One takeaway from the story is that overcoming fear is good, but leveraging it for our own benefit is even better. Fortunately, there are some actionable steps we can take in order to accomplish that.
1. Assess the entire situation
It’s a good idea to acknowledge your fear. Treat it as real and valid, and accept it as yours. There is some reason you feel this way, even if you don’t fully understand it, so you don’t need to try and hide it away.
The other major thing to include in your assessment is any kind of objective data you can get your hands on. Intuition is important, but it’s not always enough to counteract self-doubt. So instead, try to separate feelings from facts. Is what you’re scared of actually something worth worrying about, or is it part of a story you’re telling yourself?

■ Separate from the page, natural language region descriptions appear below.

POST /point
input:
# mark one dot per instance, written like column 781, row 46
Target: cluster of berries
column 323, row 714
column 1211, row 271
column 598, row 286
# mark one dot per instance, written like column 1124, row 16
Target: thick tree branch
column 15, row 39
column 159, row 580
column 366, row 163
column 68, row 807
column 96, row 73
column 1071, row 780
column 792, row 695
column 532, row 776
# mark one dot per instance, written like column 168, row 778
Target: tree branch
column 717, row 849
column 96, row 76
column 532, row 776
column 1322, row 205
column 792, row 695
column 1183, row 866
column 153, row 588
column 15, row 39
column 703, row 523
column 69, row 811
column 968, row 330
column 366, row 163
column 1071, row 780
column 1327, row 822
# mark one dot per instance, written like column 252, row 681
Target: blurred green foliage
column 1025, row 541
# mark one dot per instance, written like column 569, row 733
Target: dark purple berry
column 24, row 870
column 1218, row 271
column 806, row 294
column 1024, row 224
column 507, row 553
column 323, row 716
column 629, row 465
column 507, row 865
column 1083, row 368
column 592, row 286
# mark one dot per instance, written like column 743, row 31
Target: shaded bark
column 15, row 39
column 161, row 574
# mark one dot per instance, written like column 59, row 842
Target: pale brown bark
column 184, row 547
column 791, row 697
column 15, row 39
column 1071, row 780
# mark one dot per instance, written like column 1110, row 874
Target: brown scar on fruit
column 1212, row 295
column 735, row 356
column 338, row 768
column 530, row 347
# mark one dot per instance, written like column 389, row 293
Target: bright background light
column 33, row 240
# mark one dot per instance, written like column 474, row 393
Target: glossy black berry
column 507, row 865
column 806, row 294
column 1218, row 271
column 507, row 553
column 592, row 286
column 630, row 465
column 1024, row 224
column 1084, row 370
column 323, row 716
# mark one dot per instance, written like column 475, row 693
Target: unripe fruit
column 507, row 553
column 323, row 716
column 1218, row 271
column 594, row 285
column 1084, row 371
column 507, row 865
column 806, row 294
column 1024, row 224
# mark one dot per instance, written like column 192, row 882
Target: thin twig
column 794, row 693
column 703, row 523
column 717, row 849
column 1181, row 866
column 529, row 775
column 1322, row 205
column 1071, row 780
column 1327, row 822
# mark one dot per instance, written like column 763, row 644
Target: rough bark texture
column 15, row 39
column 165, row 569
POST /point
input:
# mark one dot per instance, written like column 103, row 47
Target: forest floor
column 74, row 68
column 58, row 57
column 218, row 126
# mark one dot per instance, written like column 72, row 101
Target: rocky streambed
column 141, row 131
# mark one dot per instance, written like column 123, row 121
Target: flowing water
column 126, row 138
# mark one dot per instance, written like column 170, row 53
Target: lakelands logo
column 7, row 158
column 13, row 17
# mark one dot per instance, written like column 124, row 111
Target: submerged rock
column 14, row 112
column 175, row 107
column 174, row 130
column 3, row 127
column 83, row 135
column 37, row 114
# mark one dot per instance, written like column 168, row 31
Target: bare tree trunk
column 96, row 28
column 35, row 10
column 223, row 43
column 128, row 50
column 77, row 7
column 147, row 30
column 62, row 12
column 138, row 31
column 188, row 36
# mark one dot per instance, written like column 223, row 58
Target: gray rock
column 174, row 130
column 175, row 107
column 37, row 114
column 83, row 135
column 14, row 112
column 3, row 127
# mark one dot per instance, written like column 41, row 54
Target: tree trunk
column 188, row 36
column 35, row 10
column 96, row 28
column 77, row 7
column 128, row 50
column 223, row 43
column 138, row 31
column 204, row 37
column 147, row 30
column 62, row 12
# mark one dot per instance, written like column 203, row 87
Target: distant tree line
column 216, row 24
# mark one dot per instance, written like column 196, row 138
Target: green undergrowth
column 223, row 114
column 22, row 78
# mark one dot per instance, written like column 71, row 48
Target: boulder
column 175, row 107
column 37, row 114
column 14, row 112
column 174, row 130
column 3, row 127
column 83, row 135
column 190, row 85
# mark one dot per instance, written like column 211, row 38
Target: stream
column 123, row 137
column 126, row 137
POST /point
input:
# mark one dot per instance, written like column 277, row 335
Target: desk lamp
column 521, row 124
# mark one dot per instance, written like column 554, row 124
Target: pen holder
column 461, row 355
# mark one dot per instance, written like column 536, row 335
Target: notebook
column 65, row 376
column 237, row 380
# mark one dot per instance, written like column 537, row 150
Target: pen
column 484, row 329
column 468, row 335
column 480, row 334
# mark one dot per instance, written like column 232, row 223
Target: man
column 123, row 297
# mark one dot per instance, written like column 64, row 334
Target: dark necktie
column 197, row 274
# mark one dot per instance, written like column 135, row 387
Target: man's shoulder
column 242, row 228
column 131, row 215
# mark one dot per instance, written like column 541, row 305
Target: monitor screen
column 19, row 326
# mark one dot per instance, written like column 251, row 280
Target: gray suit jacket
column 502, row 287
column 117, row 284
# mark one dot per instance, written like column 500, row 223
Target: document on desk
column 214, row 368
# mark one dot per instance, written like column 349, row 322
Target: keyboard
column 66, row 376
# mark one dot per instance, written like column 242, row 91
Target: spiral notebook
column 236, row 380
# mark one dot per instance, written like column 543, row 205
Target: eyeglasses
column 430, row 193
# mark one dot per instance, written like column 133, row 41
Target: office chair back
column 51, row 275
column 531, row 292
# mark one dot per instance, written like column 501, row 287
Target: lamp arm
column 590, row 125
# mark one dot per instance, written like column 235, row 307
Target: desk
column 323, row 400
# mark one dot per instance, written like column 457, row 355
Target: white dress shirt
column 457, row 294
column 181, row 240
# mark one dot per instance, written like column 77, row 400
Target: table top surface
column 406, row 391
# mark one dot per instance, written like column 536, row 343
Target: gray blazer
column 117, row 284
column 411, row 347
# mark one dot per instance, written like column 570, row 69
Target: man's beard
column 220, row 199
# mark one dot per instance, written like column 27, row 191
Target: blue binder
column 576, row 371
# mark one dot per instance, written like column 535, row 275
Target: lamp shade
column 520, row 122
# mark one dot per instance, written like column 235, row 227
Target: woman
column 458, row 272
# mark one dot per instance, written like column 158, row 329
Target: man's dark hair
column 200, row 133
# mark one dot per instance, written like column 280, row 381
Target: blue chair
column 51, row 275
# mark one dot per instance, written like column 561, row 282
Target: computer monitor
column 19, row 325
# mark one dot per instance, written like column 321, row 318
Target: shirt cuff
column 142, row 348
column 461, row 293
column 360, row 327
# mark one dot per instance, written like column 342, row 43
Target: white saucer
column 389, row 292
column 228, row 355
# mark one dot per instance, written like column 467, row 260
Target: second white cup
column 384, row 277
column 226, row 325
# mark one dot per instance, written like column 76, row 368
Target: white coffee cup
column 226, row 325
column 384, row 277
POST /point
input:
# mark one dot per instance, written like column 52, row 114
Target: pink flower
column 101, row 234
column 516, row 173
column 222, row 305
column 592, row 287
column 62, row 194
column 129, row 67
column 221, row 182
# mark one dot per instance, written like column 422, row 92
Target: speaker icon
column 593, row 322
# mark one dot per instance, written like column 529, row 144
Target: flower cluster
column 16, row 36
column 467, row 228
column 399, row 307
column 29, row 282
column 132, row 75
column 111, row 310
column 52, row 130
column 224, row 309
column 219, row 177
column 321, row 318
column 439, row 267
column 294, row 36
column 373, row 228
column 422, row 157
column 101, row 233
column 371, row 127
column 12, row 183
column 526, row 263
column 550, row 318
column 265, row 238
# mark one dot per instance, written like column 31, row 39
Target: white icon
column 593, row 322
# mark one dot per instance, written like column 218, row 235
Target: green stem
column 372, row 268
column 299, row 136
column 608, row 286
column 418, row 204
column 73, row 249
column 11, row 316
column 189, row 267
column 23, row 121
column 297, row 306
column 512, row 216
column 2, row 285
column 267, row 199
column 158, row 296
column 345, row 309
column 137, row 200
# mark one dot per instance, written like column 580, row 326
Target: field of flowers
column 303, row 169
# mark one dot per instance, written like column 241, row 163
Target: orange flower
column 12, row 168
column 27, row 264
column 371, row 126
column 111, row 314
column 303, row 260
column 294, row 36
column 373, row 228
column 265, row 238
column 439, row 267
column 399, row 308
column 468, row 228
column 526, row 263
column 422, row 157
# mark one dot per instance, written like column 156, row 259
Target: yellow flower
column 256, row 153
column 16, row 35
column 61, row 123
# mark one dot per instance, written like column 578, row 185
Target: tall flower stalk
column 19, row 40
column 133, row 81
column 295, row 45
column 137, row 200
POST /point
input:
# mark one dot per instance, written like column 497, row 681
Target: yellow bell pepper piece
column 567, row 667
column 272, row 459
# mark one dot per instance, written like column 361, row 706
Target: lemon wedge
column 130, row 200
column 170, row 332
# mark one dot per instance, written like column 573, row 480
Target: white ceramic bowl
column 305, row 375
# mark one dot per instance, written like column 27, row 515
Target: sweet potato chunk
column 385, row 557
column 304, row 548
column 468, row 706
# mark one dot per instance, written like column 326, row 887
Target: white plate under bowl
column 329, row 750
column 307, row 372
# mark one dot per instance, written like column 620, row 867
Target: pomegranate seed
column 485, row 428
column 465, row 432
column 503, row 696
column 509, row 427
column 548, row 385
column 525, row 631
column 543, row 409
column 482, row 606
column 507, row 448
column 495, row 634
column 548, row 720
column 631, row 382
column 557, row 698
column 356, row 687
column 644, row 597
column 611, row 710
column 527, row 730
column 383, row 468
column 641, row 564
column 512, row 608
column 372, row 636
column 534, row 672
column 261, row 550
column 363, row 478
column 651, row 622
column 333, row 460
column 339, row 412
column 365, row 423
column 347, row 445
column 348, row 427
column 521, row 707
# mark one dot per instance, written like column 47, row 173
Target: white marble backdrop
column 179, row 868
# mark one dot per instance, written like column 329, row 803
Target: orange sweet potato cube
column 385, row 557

2. Decide what you’re going to do about it
Does your fear of failure relate to something imminent? Is it possible to face up to it today, or at least in the near future? If so, consider bumping it up to the top of your to-do list. Either way—even if it’s something farther out—you’re going to need a plan of action.
Plans can be overwhelming and anxiety-inducing on their own, so it’s usually helpful to be very detailed with them. If building motivation is your goal, then you want to remove as many barriers as you can. Vague plans like: “I’m going to get a job,” will often leave you stranded. Detailed ones such as: “I’m going to build my resume tomorrow, then apply to one job every single day,” leave little question about what your next step should be.
Committing to something can be a powerful action on its own. If you’ve always wanted to run a marathon but are scared you can’t finish it, for example, then you can make the switch from fear to motivation by signing up and paying your entry fee in advance. Taking that action equates to putting fear in its place and focusing on your goal instead.
At this point, you’ve already countered your fear with rationality and you’ve already come up with a strategy for achieving what you want. Much of the hard work is done. If you just stick to that plan by following through with action—feel free to incentivize the step-by-step process if it helps—then your motivation will take care of itself.
It’s been said (and written) many times before, but there is also immense benefit in having the right attitude toward failures when they do come and respecting the process even when it doesn’t net the outcome you were hoping for. It’s no accident that hugely successful companies like Pixar emphasize the value of being wrong within the larger process of getting things right. It’s a matter of “getting on the right side of failure.” In other words, stop looking at the negative side of failing and start looking at the positive.
The more you focus on what’s wrong, the more that will become your reality. And, the same goes for focusing on what’s right. Instead of letting past failures feed your fears, practice changing your mindset to a positive one. Use these two questions to help make any failure into a learning experience:
- Did I do everything in my power not to fail?
- How could I have been better prepared to handle this situation?
The bottom line is that fear can hurt us or help us. In a way, it’s designed to do both. How we look at it, respond to it, and incorporate it in our journey is largely a personal choice, however. When we take a logical and proactive approach to fear and failure, it can empower us to reach the stars—or at the very least the moon.
Brendan Keegan is the CEO of Merchants Fleet.